Sacks forms a personal relationship with each of the patients he describes, allowing him to write about them with a clarity provided by the direct interactions. For instance, in Prodigies Stephen travels to the U.S. to visit Sacks at his home and the two travel to Venice and Amsterdam together. These interactions provide Sacks with a better understanding of his patents, so that he can better articulate the story of this amazing young artist to us, the readers.

Disadvantages
In an attempt to better describe the patients, Sacks often diverges on tangents about past patients or historical cases. While these diversions relate to the primary case study and are informative, they tended to distract me from the focus of the chapter. Such is the case when Sacks delves into a non-related personal aside about wanting to swim in an "exotic, remote lake." (p. 294) I also found the footnotes distracting, too excessive, and not always helpful or interesting. Though they did work to provide even more information, they more often served as a distraction.

Summary
This book is a fascinating introspective look into the lives of several individuals who live entirely different lives than the "normal" person. These intriguing case studies are simultaneously educational and enjoyable. Sacks does a fantastic job in his presentation of these people, thereby opening his world of neuroscience for the greater public benefit from. From beginning to end, I was fascinated by the introspective offered on every page.
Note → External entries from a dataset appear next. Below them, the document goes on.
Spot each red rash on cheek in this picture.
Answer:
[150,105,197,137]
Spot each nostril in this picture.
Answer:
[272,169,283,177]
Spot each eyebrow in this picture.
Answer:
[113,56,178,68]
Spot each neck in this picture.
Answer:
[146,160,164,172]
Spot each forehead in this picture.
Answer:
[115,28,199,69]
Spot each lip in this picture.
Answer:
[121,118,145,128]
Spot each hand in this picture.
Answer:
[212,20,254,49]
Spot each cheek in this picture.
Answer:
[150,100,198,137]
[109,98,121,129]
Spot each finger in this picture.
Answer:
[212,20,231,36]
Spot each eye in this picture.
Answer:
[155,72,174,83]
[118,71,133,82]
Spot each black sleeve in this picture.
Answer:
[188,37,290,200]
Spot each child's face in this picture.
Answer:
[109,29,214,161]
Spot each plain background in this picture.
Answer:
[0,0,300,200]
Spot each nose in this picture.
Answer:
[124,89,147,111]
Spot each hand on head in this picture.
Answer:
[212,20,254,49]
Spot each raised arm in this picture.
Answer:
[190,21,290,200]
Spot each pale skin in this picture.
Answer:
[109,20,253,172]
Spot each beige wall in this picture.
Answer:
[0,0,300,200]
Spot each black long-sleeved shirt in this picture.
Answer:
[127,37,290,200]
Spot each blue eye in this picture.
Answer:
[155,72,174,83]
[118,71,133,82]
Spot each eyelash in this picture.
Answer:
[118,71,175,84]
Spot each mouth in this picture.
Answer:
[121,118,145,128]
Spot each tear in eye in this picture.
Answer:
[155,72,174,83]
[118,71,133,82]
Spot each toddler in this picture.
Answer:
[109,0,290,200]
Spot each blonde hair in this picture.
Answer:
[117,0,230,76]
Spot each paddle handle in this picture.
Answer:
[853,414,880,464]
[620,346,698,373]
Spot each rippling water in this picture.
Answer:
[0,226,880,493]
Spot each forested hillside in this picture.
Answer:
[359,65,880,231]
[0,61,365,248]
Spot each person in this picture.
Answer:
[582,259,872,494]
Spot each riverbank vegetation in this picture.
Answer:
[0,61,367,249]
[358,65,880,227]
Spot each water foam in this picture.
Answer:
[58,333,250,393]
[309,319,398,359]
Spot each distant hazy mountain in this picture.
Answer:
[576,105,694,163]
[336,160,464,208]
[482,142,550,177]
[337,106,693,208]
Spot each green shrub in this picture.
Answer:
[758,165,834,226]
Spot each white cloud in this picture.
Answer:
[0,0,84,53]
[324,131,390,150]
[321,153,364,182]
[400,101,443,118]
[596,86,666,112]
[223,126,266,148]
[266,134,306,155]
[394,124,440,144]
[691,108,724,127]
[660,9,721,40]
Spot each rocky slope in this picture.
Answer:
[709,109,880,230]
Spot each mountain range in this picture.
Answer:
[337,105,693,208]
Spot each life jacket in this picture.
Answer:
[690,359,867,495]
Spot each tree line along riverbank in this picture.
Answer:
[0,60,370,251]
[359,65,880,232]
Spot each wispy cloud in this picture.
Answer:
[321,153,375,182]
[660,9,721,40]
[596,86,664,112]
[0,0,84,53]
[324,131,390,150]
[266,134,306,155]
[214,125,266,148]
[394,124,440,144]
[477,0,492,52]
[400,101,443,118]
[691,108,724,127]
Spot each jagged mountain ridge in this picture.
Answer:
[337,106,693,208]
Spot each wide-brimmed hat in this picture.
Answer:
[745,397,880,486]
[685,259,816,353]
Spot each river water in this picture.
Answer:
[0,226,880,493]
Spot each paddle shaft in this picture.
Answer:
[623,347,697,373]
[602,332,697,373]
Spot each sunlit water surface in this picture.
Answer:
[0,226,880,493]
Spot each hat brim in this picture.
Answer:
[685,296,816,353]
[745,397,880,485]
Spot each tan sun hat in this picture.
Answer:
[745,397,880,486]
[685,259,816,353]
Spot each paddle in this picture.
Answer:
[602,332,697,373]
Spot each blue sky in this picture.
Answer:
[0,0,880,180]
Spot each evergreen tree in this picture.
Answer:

Recommendation for Readers
Therefore, I would recommend interested readers order this book online. Because the case studies do not build on each other, they can be read them in any order desired or simply read only the studies that pose the greatest personal interest. However, once you get into one study and realize the intrigue that they offer, you will likely want to read the entire book.
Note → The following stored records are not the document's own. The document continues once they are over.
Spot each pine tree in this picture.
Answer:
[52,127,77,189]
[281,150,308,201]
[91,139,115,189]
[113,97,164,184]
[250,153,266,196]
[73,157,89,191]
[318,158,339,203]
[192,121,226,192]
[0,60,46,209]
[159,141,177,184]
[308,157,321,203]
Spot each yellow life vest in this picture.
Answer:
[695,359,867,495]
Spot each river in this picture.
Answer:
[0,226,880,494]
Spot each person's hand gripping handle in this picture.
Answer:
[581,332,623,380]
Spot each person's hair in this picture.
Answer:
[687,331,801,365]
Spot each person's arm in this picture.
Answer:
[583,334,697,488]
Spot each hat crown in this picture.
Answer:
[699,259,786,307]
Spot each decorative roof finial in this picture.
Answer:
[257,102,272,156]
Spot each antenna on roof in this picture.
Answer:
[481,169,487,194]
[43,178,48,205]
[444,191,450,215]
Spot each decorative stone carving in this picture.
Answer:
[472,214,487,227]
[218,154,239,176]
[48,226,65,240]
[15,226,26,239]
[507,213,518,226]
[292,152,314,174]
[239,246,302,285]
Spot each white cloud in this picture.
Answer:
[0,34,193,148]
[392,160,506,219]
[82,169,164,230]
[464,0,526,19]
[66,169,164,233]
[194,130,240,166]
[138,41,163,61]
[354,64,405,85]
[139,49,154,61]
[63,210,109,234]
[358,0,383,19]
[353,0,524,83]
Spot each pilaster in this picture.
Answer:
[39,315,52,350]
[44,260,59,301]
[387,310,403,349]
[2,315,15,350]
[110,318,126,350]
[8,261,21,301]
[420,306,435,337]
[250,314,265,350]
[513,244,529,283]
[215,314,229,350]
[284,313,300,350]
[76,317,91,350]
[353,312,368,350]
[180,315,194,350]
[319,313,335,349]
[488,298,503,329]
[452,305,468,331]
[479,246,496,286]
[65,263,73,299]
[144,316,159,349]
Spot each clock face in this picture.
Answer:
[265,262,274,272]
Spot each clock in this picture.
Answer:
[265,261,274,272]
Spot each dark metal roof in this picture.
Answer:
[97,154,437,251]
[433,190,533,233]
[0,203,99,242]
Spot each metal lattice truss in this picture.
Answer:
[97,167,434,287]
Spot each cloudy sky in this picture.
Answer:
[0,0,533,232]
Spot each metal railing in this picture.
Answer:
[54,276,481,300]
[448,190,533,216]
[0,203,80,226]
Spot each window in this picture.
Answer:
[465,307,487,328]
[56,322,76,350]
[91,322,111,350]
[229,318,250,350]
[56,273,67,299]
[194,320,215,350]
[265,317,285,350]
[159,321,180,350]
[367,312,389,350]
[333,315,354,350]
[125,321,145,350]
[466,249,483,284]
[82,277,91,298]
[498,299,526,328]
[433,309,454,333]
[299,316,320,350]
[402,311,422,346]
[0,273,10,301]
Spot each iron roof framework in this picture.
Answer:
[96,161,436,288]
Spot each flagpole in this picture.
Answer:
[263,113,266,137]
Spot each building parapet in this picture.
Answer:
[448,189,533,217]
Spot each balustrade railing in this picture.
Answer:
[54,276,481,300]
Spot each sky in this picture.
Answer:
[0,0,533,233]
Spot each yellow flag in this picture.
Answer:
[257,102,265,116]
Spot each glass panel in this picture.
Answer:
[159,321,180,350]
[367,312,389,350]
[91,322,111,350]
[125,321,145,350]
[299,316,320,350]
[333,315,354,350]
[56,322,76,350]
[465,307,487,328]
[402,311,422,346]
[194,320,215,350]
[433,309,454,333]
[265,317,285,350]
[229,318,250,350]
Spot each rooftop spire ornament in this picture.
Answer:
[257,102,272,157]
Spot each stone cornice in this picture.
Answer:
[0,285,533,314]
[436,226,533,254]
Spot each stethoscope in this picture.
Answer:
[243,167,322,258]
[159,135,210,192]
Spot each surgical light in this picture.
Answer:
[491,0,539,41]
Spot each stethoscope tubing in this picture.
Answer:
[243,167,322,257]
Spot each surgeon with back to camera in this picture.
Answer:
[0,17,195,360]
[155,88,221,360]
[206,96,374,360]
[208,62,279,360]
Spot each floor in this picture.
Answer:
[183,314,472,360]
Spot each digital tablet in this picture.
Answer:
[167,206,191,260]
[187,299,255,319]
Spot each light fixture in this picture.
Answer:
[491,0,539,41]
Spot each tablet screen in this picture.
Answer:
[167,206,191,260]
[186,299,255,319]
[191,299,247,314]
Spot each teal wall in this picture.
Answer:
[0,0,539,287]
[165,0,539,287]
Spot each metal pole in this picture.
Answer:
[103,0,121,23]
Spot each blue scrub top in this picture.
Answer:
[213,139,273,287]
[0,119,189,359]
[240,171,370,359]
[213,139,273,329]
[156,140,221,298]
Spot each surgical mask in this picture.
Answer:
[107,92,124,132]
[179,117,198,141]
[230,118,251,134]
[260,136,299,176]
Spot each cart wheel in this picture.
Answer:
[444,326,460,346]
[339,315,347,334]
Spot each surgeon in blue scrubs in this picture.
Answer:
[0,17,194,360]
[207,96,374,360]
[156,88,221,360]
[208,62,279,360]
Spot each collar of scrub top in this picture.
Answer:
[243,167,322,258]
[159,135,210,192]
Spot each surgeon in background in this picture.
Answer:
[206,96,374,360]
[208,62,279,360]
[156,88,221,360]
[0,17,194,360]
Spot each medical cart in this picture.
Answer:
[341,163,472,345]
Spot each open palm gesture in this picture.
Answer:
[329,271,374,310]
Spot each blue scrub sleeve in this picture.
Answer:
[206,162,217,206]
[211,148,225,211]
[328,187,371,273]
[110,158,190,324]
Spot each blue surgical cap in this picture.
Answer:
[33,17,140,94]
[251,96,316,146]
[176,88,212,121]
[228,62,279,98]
4 out of 5 stars More of the fascinating same from Oliver Sacks   October 10, 2008
Though I wouldn't recommend reading every single one of Sacks's books, because there's a lot of overlap, this is another good one with some fascinating, readable stories. Anyone interested in how the mind works and how it may NOT work should read it.


5 out of 5 stars Incredible experiences   June 14, 2008
These are seven stories of people with some neurological aberration. These are all stories of real people, everyday difficulties, of denial & acceptance, of the indomitable human spirit.
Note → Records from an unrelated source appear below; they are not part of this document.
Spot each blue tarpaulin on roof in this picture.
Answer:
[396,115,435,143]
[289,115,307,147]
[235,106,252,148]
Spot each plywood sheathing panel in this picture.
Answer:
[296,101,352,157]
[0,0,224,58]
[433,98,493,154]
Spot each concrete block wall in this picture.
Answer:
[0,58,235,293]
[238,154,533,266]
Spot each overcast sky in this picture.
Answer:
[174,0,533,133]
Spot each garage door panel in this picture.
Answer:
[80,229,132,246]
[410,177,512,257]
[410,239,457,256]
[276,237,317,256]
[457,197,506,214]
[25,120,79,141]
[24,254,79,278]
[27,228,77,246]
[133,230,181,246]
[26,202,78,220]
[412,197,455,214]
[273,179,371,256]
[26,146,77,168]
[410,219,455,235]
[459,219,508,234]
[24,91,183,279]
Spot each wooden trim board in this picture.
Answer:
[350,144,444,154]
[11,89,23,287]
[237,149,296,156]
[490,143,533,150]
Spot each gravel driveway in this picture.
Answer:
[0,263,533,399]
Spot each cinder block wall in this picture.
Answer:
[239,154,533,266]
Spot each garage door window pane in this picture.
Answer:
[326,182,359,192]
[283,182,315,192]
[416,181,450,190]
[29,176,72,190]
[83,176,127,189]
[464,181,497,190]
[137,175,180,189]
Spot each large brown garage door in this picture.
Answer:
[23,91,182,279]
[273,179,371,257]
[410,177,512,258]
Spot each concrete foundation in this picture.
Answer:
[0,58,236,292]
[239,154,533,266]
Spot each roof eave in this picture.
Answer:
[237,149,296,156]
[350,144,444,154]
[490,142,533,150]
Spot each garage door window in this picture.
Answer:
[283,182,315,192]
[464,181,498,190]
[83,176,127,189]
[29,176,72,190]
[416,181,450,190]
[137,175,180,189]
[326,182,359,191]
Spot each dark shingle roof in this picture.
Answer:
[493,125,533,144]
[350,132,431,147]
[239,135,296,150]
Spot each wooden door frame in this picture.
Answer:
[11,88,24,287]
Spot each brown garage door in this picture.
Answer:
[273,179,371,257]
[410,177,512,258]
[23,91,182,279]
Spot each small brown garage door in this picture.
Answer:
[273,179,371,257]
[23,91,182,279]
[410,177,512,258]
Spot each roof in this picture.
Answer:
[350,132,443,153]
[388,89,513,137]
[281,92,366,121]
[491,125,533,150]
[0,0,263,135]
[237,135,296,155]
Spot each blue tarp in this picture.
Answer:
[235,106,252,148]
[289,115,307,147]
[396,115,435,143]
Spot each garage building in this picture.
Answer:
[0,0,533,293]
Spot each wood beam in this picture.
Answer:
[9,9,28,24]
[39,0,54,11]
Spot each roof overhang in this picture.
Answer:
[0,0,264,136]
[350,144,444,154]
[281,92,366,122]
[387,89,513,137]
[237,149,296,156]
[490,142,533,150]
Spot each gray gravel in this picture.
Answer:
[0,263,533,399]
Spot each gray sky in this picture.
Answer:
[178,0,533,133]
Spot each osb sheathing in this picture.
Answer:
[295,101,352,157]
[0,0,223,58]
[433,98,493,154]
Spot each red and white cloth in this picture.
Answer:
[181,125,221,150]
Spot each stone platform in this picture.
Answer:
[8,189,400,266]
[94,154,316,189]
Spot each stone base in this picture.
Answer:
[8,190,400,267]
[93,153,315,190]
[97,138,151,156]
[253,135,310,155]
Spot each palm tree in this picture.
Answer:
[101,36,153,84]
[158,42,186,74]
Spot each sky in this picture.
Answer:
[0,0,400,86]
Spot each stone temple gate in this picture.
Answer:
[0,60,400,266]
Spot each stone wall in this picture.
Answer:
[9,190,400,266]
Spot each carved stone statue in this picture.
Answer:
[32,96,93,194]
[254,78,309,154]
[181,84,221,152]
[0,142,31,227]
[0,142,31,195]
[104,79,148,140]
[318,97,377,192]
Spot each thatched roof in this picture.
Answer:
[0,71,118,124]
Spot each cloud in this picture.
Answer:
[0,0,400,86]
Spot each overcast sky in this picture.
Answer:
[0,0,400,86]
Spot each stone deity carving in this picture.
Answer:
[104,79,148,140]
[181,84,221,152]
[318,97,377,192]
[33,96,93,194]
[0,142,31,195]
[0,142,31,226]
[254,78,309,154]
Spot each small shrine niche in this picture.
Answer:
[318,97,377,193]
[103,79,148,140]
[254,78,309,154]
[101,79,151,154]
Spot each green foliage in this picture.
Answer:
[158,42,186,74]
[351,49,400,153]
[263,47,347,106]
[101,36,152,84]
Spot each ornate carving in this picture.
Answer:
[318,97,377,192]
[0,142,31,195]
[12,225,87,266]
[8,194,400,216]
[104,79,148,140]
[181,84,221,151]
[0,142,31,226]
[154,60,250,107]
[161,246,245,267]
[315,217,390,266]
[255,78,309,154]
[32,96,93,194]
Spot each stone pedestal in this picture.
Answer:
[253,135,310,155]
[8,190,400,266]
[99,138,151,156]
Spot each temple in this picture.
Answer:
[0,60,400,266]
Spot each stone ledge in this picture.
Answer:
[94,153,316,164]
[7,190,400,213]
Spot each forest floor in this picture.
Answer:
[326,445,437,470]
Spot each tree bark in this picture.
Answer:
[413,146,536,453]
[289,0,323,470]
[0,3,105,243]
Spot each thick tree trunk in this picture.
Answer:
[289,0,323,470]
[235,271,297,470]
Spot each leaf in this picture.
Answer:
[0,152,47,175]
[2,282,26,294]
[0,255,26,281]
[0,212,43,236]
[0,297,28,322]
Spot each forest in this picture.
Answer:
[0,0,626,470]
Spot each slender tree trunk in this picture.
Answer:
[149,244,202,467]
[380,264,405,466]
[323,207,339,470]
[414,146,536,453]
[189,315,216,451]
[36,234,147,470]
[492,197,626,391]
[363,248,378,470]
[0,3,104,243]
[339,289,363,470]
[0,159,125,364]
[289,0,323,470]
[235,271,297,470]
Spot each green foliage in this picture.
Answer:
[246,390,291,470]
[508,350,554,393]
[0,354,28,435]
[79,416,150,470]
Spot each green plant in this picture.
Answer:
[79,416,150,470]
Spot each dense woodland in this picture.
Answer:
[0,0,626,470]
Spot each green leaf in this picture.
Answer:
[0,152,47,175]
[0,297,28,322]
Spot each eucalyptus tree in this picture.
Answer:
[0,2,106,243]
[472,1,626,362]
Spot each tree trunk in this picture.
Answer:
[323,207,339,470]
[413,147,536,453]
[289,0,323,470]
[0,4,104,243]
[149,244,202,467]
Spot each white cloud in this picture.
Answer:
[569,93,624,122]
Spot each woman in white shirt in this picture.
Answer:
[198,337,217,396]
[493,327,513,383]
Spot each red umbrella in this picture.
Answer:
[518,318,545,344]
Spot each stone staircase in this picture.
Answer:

A painter's colorful world goes gray with impeccable tonality. A monk revels in a Grateful Dead concert & has no memory of it the day after as he awaits his deceased father. An autistic child paints in breathtaking detail from memories that formed within seconds. A blind man cannot adjust to the gift of sight. A surgeon with tics; a painter compulsively obsessed with his childhood village.

These stories reveal the constant struggle against, in most cases, an unsurpassable odd. And yet, quite a few of them are about making the very best of this aberration, & translating what would be a handicap in a normal everyday world to a differentiating ability.

Sacks writes with sincerity & pathos.




5 out of 5 stars amazingly inspirational   April 26, 2008
AMAZING book. Hands down, one of my favorites!
The book is so incredibly inspirational! Everyone has a 'disability' one way or another, in this book, Sacks explores some of the extreme cases, and takes their life story to show how he/she has overcome with 'not being normal'. Sacks does a great job writing the book for people not in the medical field -- he takes the time to explain the situation without coming close to making the reader fall asleep.

I never get sick of this book. It is truly inspirational.